Cooperative Strategy Games

Aug 12, 2012 13:33

I've played two cooperative strategy games in the past couple weeks, and it highlighted some game design issues for me. Namely that one potential drawback to a cooperative game is that, in the extreme, it can turn into a one player game with many pawns (described on one webpage as "Coop Syndrome"). Eg, Pandemic, which we played yesterday, is a great game: but even though each person is assigned a role, it is basically the whole team making decisions. If in a coop game, someone can go to the bathroom and the rest of the players can take their turn for them, then there isn't enough individuality in the game in my opinion.

So the question for me is how to bring more individuality in? Pandemic's "attempt" at that is to have players hide their cards. But since you are allowed to say what you have, that just seems like an artificial barrier. (and if you're not allowed to talk about what you have, then that would pretty much eliminate the card-trading mechanic). (I kind of wonder what would happen if the only person allowed to talk was the person whose turn it was?)

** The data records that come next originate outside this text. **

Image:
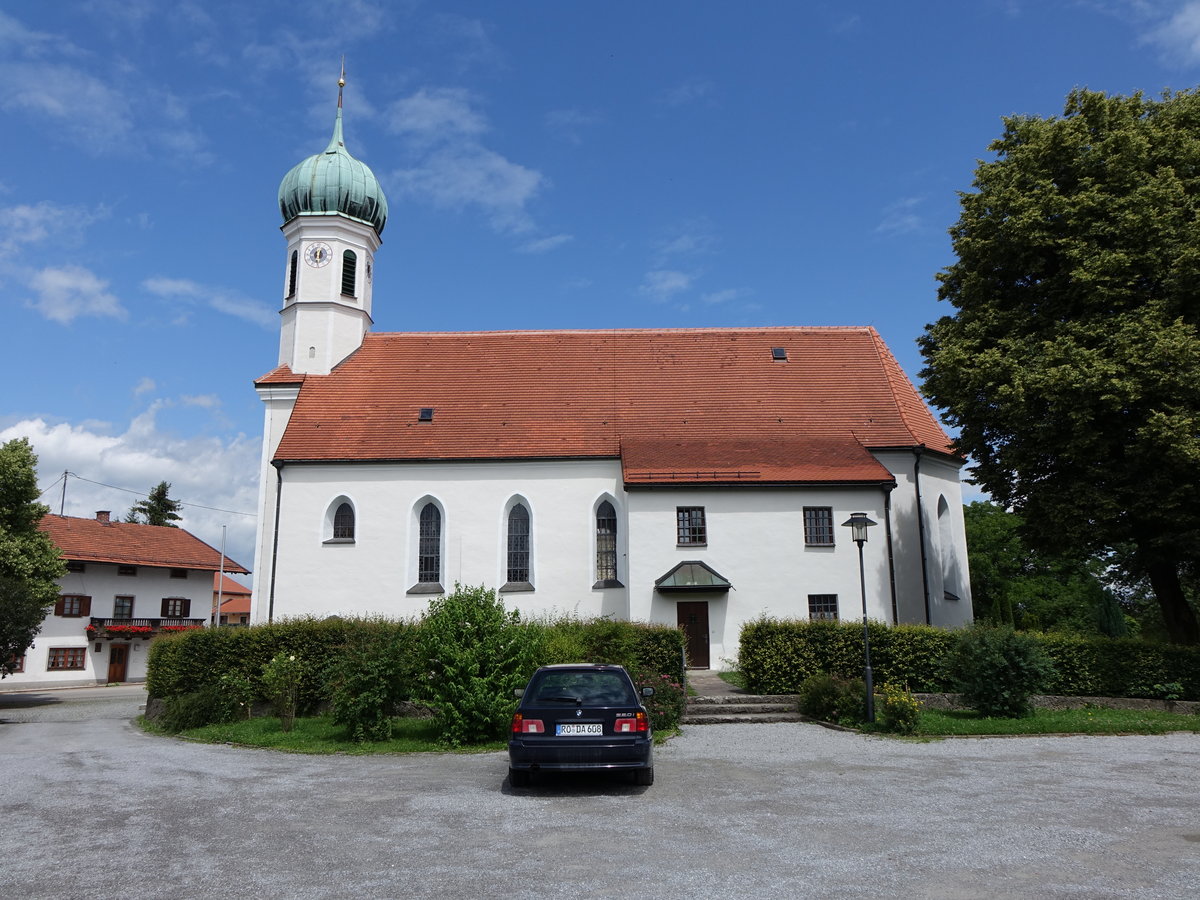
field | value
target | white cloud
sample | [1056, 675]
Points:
[544, 245]
[67, 292]
[1179, 37]
[473, 175]
[78, 103]
[219, 473]
[436, 114]
[664, 283]
[28, 225]
[900, 217]
[231, 303]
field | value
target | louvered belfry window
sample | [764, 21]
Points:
[519, 544]
[429, 565]
[349, 273]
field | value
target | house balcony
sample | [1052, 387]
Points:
[125, 629]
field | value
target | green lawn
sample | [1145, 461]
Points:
[1090, 720]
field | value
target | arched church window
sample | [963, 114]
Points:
[292, 274]
[349, 273]
[343, 522]
[429, 565]
[606, 546]
[519, 545]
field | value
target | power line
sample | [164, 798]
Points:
[143, 493]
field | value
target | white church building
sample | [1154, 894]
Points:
[693, 477]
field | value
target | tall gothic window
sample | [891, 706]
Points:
[606, 545]
[519, 545]
[429, 564]
[349, 273]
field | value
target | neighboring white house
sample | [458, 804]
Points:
[693, 477]
[125, 585]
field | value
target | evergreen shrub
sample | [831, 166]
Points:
[997, 670]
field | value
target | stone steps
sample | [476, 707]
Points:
[744, 708]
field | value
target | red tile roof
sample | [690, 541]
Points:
[90, 540]
[671, 403]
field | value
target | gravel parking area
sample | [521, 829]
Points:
[96, 808]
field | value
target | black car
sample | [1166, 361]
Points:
[577, 718]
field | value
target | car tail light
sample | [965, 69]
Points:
[527, 726]
[627, 726]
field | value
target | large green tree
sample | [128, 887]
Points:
[1072, 363]
[30, 564]
[157, 508]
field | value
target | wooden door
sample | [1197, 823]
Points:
[118, 663]
[693, 618]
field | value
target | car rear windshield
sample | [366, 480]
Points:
[583, 688]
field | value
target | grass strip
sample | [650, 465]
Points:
[1087, 720]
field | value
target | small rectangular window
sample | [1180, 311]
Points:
[175, 607]
[823, 607]
[819, 526]
[67, 658]
[72, 606]
[690, 526]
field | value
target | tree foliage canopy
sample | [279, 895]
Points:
[157, 508]
[1072, 364]
[30, 564]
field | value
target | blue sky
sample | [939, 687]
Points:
[547, 165]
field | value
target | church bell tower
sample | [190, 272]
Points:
[334, 214]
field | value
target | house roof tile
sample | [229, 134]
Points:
[91, 540]
[717, 396]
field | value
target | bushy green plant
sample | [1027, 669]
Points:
[208, 706]
[474, 655]
[997, 670]
[281, 683]
[819, 696]
[371, 676]
[851, 708]
[666, 706]
[898, 711]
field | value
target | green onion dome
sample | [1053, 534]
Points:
[334, 181]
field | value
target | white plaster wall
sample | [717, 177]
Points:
[101, 582]
[939, 478]
[372, 575]
[756, 541]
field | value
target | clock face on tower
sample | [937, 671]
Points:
[318, 255]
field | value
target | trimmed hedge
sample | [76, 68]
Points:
[192, 661]
[777, 655]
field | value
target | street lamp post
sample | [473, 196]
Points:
[858, 523]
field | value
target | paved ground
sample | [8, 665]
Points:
[94, 808]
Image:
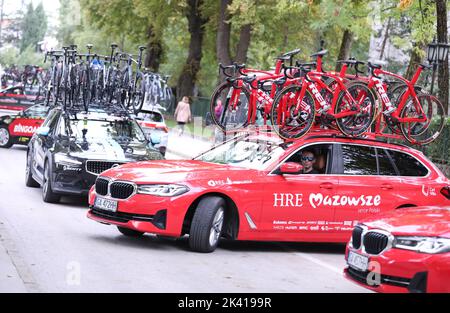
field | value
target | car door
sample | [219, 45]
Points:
[416, 187]
[26, 124]
[362, 191]
[297, 206]
[41, 144]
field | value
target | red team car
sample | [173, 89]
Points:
[252, 188]
[403, 250]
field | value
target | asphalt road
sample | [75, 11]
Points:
[55, 248]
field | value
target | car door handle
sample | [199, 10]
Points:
[326, 186]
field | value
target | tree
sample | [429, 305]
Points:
[224, 55]
[196, 27]
[34, 26]
[443, 76]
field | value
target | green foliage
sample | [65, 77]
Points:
[277, 26]
[34, 26]
[12, 55]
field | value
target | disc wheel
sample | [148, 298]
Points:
[291, 116]
[233, 115]
[359, 123]
[423, 133]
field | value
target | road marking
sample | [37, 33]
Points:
[17, 260]
[314, 260]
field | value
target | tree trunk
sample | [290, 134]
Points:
[344, 52]
[443, 75]
[244, 44]
[414, 60]
[385, 39]
[154, 51]
[188, 77]
[223, 36]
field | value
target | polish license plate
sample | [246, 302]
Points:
[105, 204]
[358, 261]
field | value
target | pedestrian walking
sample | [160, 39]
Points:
[183, 114]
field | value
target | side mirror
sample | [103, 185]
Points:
[155, 139]
[291, 168]
[43, 131]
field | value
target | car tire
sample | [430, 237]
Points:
[166, 238]
[207, 225]
[47, 193]
[5, 137]
[29, 180]
[129, 232]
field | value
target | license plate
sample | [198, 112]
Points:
[105, 204]
[358, 261]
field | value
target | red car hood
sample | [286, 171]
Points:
[163, 171]
[425, 221]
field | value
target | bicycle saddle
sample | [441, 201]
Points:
[291, 53]
[426, 66]
[320, 53]
[376, 64]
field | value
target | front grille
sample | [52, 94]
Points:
[121, 190]
[375, 243]
[101, 186]
[97, 167]
[356, 237]
[362, 277]
[121, 217]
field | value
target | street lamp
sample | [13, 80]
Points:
[442, 52]
[431, 52]
[437, 52]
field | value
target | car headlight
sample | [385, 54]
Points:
[431, 245]
[163, 190]
[65, 160]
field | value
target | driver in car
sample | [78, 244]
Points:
[308, 161]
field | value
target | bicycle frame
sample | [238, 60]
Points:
[376, 82]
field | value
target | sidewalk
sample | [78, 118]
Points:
[10, 280]
[187, 146]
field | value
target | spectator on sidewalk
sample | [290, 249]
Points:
[183, 114]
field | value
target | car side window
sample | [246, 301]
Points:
[321, 162]
[359, 160]
[407, 165]
[385, 164]
[51, 119]
[36, 110]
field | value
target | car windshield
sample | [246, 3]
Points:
[245, 152]
[150, 117]
[122, 131]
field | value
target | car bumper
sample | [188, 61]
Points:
[73, 182]
[144, 213]
[402, 271]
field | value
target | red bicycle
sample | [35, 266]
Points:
[350, 104]
[416, 115]
[236, 102]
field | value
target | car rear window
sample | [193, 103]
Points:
[407, 165]
[359, 160]
[386, 167]
[150, 117]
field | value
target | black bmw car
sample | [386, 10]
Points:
[69, 151]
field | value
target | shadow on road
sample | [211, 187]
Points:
[154, 242]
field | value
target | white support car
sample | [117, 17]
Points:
[155, 128]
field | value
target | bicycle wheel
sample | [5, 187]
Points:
[291, 116]
[359, 123]
[138, 95]
[423, 132]
[233, 115]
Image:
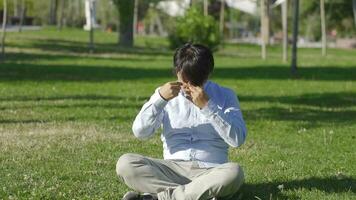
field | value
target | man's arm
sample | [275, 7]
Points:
[228, 122]
[151, 115]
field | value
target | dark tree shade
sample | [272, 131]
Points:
[126, 14]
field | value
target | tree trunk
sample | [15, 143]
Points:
[23, 14]
[126, 12]
[285, 29]
[222, 16]
[206, 5]
[135, 18]
[295, 37]
[354, 9]
[91, 26]
[53, 12]
[323, 27]
[61, 15]
[264, 27]
[3, 30]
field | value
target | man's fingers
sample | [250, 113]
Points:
[176, 83]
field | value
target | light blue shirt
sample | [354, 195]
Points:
[194, 134]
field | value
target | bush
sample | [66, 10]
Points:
[194, 27]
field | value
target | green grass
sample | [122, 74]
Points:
[65, 116]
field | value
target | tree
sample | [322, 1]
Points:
[323, 27]
[4, 19]
[23, 14]
[53, 12]
[222, 17]
[285, 29]
[354, 10]
[206, 6]
[264, 27]
[126, 15]
[295, 37]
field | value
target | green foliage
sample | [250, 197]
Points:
[66, 116]
[196, 28]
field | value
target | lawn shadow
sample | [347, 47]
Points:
[13, 71]
[68, 46]
[275, 190]
[70, 102]
[324, 100]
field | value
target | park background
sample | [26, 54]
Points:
[68, 96]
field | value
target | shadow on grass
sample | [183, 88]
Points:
[328, 99]
[325, 107]
[13, 71]
[67, 46]
[275, 190]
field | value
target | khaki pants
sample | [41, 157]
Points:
[179, 180]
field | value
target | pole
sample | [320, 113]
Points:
[295, 36]
[354, 9]
[222, 14]
[264, 27]
[135, 18]
[91, 35]
[285, 29]
[206, 7]
[4, 19]
[323, 27]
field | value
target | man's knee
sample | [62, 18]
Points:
[234, 176]
[125, 165]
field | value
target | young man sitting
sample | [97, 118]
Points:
[200, 121]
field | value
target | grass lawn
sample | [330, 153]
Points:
[66, 115]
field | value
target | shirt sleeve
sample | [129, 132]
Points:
[149, 119]
[227, 121]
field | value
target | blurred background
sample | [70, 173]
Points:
[75, 73]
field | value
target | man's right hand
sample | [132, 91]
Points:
[170, 90]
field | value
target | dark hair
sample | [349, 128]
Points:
[195, 62]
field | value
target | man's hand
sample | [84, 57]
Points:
[170, 90]
[196, 94]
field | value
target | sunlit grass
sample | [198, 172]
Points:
[65, 116]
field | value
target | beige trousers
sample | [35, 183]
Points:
[179, 180]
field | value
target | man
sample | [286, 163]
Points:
[200, 121]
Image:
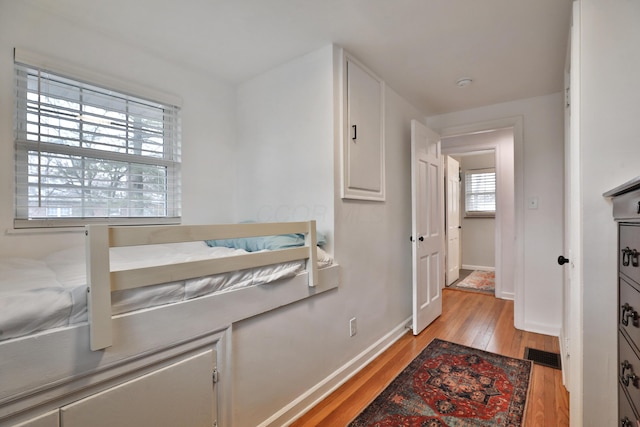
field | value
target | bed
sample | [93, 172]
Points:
[140, 298]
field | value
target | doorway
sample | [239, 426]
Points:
[499, 141]
[470, 219]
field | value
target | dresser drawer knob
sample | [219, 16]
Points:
[629, 313]
[630, 256]
[628, 377]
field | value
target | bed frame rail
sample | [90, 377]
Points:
[102, 281]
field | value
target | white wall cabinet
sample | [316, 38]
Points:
[180, 393]
[363, 150]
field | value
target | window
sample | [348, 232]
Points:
[89, 153]
[480, 192]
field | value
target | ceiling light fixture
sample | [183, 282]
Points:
[464, 82]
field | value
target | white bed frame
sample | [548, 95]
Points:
[48, 370]
[102, 281]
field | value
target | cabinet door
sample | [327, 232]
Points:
[363, 139]
[180, 394]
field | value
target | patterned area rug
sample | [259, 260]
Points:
[452, 385]
[479, 280]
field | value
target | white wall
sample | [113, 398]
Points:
[281, 356]
[539, 173]
[610, 147]
[208, 116]
[285, 137]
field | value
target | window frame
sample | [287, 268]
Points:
[480, 213]
[168, 158]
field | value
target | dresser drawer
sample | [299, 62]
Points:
[629, 370]
[629, 312]
[627, 416]
[629, 251]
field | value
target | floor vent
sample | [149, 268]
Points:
[544, 358]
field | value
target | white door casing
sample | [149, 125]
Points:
[428, 237]
[453, 219]
[572, 336]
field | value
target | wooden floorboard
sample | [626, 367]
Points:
[469, 318]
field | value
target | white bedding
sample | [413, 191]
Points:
[37, 295]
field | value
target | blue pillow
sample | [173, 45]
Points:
[253, 244]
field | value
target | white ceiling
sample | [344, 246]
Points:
[512, 49]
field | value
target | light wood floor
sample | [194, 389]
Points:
[468, 318]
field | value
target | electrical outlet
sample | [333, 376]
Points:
[353, 327]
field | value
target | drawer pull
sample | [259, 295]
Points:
[627, 313]
[628, 377]
[630, 256]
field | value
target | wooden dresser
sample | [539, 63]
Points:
[626, 211]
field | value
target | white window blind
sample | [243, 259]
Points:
[480, 192]
[89, 153]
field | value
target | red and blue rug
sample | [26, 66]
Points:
[452, 385]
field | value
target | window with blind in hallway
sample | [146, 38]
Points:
[87, 153]
[480, 192]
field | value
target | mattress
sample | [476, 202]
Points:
[47, 293]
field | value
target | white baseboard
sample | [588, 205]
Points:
[477, 267]
[507, 295]
[538, 328]
[317, 393]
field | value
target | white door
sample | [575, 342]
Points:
[427, 196]
[453, 220]
[572, 312]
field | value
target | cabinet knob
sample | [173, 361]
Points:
[629, 313]
[630, 256]
[627, 376]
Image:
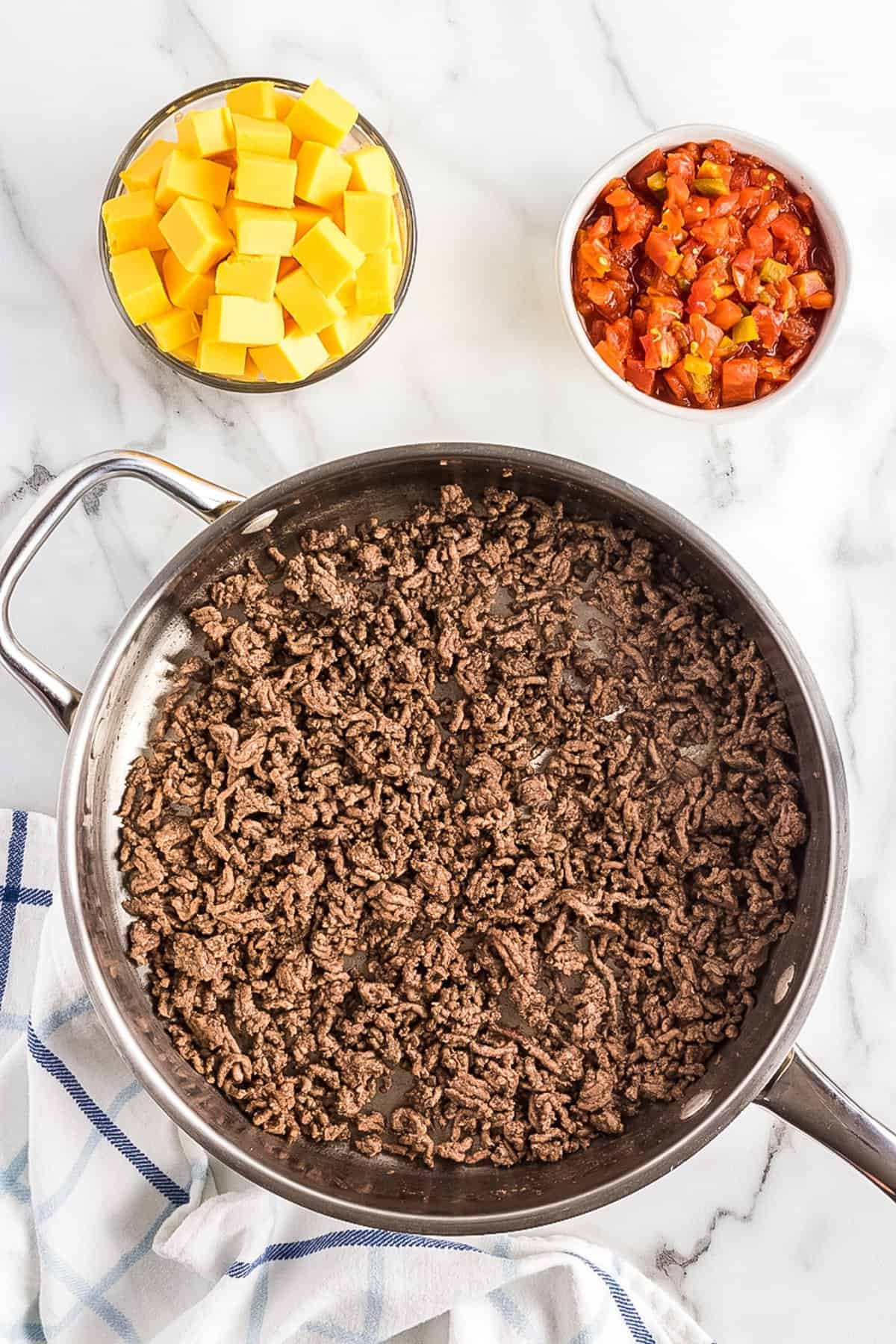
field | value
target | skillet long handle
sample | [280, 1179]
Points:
[808, 1098]
[58, 697]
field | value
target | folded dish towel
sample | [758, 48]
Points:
[112, 1228]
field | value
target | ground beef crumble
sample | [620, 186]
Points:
[465, 836]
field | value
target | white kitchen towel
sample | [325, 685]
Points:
[112, 1229]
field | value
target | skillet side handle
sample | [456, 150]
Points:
[808, 1098]
[58, 697]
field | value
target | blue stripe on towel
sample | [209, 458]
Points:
[100, 1120]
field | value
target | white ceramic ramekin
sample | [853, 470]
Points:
[777, 158]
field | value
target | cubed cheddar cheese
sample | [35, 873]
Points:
[139, 285]
[373, 169]
[144, 169]
[208, 131]
[187, 288]
[250, 276]
[394, 245]
[235, 319]
[255, 136]
[305, 217]
[321, 175]
[200, 179]
[265, 181]
[187, 354]
[311, 308]
[132, 221]
[262, 231]
[253, 248]
[328, 255]
[375, 285]
[284, 104]
[346, 292]
[257, 100]
[173, 329]
[321, 114]
[367, 220]
[292, 359]
[347, 334]
[196, 234]
[252, 373]
[214, 356]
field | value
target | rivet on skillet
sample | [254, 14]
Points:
[260, 523]
[696, 1104]
[783, 983]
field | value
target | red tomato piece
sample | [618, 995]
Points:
[768, 324]
[676, 381]
[677, 191]
[662, 250]
[750, 198]
[726, 314]
[702, 295]
[766, 214]
[706, 334]
[660, 349]
[785, 226]
[759, 240]
[742, 268]
[640, 376]
[739, 381]
[715, 234]
[682, 163]
[655, 161]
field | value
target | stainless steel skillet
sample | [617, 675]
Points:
[108, 725]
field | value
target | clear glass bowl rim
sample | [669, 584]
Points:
[231, 385]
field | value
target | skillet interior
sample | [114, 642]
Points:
[112, 726]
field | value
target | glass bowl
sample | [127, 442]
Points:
[163, 125]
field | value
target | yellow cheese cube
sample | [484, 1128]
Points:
[187, 354]
[346, 292]
[200, 179]
[173, 329]
[346, 334]
[309, 305]
[257, 100]
[284, 104]
[214, 356]
[375, 285]
[394, 245]
[208, 131]
[187, 288]
[238, 320]
[290, 359]
[367, 220]
[146, 168]
[139, 285]
[265, 181]
[373, 169]
[252, 276]
[132, 221]
[323, 175]
[328, 255]
[262, 231]
[252, 373]
[305, 217]
[195, 233]
[321, 114]
[255, 136]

The other cooperative game I played recently was Betrayal at the House on the Hill (for the first time, despite wanting to play for ages). I liked this solution. Everyone is cooperating to explore the house (I also like games where there's a tile-turn-over to make the world component), but there's incentive to play somewhat selfishly because, hey, maybe you'll end up being the Haunt. I prefer this over the straight traitor games (eg, Shadows over Camelot) because I don't particularly like the stress of lying to people*. Now, in some ways it is a weird hybrid game: cooperative individuality to begin with, followed by one player versus a team of everyone else. But it worked for me in a way that neither pure team games or pure one player versus everyone else** games do.

(aha: a quick google search found other people complaining about "Coop Syndrome": http://boardgamegeek.com/geeklist/71038/comprehensive-list-of-cooperative-games-with-hidde)

(and now, having gone down the linky rabbit trail, I'm really curious about Space Alert, which at least one boardgamegeek person theorized solves the Coop Syndrome problem)

*For example, Settlers of Catan has two problems in my mind. One is a common problem of long strategy games in that a poor start can doom you to a long game of being in last place (and the games where a poor start doesn't doom you often do it by adding randomness, which isn't satisfying either). The other is that the trading mechanic allows people to win by convincing people to make trades with you even when you're winning (bad for them), or convincing people to take down the leader when you're not winning. When I play with non-MIT gamers, I find that I'm pretty good at this, and then feel vaguely slimy afterwards (whereas when playing with former Assassin Guild types, they're the ones playing mind games). I think I'd feel the same with pure traitor games.

**Eg, Scotland Yard. If I'm Mr. X, I just feel stressed the whole game, if I'm not Mr. X then it _still_ has Coop Syndrome.